Brazil's central bank President Henrique Meirelles warned on Thursday against exaggerated swings in asset prices and "excessive euphoria" in the foreign exchange market, helping to reverse a recent rally in the country's currency. The real weakened 0.3 percent to 2.037 per dollar on Thursday, its first drop in four sessions. On Wednesday in intraday trade, it hit a seven-month high.
"Market participants, companies, in the past had significant losses because of excessive euphoria, because they bet on trends in an exaggerated way," Meirelles told reporters when questioned about dollar inflows to Brazil and recent gains in the currency.

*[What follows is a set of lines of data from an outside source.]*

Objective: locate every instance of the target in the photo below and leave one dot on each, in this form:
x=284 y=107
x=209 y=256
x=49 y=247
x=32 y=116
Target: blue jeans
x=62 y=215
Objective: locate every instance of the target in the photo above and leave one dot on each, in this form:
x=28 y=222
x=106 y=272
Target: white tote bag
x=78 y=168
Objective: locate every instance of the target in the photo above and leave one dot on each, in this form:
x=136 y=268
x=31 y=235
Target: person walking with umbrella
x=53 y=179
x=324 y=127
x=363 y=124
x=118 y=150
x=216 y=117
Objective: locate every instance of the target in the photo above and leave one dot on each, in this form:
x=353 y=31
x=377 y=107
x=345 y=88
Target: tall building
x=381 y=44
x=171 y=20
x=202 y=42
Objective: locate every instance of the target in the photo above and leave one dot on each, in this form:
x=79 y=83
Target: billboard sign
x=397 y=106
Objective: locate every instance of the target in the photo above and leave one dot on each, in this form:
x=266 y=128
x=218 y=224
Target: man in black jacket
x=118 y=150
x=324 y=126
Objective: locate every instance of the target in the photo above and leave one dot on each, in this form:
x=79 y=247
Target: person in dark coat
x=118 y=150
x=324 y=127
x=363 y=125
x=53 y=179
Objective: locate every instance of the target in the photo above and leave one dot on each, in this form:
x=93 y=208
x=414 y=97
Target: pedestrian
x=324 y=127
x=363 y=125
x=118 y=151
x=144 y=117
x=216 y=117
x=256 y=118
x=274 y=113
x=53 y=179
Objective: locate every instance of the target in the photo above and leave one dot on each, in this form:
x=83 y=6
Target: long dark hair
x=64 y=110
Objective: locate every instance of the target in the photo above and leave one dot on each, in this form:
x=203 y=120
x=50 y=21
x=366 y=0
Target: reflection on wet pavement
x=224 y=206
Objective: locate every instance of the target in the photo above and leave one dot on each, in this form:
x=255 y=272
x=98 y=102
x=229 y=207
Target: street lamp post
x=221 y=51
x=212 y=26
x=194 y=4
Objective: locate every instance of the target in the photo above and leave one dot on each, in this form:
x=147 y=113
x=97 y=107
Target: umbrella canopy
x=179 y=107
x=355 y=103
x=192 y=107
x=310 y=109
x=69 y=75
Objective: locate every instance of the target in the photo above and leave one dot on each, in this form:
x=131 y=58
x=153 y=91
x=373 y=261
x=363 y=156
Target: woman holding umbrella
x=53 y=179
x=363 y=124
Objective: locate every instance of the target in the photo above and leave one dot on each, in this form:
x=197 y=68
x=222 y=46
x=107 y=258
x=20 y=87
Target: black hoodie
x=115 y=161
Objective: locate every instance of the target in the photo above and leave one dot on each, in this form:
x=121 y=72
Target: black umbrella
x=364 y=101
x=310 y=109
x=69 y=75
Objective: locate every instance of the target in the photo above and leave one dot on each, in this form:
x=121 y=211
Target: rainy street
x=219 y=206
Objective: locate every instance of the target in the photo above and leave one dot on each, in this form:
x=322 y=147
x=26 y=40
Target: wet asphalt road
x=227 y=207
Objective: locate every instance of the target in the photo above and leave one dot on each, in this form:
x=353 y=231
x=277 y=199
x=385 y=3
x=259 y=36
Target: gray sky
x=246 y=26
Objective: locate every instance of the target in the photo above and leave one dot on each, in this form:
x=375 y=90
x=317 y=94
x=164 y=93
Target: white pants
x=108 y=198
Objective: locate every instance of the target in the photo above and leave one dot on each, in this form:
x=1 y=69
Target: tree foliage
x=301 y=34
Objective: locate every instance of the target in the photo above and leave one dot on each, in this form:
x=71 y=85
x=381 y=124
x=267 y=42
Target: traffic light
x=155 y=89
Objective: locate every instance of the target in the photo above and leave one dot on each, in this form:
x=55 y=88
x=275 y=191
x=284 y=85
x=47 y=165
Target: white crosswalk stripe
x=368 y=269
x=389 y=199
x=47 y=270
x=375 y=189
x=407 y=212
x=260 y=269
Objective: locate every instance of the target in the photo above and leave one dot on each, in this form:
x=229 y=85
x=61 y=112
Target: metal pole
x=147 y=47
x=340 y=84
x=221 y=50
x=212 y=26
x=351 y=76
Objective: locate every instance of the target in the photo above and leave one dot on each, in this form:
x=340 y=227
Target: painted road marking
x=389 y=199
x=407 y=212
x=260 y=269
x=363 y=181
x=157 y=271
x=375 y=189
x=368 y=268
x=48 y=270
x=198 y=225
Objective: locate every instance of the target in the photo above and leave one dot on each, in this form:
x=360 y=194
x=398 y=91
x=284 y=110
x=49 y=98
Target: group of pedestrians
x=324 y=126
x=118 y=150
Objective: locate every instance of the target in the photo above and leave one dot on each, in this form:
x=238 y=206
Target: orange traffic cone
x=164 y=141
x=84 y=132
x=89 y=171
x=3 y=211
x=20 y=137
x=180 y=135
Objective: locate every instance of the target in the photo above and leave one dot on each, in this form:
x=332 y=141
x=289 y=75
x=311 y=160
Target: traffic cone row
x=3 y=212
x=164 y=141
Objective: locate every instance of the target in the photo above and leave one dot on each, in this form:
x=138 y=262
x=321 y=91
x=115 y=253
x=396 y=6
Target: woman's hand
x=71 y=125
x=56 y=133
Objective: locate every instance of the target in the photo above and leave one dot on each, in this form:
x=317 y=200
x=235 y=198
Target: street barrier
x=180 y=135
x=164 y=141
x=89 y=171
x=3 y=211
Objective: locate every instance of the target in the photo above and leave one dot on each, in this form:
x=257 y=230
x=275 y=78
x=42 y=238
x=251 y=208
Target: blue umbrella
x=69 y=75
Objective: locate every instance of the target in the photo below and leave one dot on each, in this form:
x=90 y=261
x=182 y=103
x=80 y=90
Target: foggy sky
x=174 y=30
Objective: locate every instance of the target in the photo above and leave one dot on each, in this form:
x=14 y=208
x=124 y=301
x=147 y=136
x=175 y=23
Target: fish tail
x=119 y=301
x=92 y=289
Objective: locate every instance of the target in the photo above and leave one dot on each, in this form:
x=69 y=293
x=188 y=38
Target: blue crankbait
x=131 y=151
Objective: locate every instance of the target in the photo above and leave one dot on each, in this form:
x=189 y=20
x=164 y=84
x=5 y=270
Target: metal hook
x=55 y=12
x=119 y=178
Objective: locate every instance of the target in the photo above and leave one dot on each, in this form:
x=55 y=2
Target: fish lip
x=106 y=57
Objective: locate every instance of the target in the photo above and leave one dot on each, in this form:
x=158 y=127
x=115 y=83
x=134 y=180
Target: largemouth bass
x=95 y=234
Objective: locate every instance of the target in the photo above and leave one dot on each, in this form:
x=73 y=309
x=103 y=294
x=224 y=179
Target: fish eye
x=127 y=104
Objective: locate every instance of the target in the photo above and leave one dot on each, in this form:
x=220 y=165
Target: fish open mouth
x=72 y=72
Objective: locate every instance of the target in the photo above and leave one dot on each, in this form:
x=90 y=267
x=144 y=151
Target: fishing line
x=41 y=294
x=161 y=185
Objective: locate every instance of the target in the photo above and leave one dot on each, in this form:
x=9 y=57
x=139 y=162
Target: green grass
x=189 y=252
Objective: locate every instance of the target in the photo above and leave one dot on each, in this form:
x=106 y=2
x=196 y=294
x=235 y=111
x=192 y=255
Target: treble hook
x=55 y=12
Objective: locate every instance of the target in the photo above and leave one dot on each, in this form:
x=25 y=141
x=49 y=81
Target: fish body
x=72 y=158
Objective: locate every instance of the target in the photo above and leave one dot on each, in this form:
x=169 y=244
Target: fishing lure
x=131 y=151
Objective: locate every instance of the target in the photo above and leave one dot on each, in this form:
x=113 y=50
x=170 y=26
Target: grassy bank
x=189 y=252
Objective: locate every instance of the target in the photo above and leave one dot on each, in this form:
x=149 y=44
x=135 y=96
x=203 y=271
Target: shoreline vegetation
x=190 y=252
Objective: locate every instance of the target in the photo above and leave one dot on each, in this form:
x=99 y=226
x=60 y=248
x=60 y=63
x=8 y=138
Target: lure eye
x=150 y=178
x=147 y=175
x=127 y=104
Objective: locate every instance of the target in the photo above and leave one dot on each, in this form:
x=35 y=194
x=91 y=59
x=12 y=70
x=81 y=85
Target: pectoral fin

Yields on interest rate futures contracts rose sharply after the comments, with the January 2010 contract, the most widely traded at the BM&F Bovespa, climbing to 9.31 percent from 9.26 percent close on Wednesday. Companies such as meat processor Sadia, pulp producer Aracruz and industrial conglomerate Votorantim lost billions of reais in wrong-way bets on currency derivatives in 2008.
The companies had bet Brazil's currency would hold firm after strengthening for several years. But the real plunged after the collapse of Lehman Brothers in September, creating massive losses on target rate forwards and other types of derivatives. The real has gained 14.3 percent since the beginning of the year and surged nearly 20 percent since touching a three-month low in early March on rising dollar inflows from exporters and as investors flocked to local stocks and bonds.
Central bank data on Wednesday showed net inflows of US dollars to Brazil totalled $2.06 billion this month through May 15. Net financial inflows rose to $1.4 billion in the period, compared with $1.05 billion inflows through May 8. Net inflows from trade transactions reached $658 million in the period, rising from the $108 million inflows the previous week.
The central bank has bought dollars on the spot foreign exchange market every session since May 8, when it intervened for the first time in eight months to soak up a flood of dollars to the country and slow the real's appreciation. Meirelles also said Brazil's economy, the largest in Latin America, has shown very clear signs of a recovery because on improvements in domestic demand.
"There are signs of a recovery in demand and that demand is being sustained, what's best, by a strong growth in employment and earnings the past years, by the increase in people's purchasing power," he said. Unemployment data released on Thursday showed Brazil's jobless rate fell for the first time in four months in April.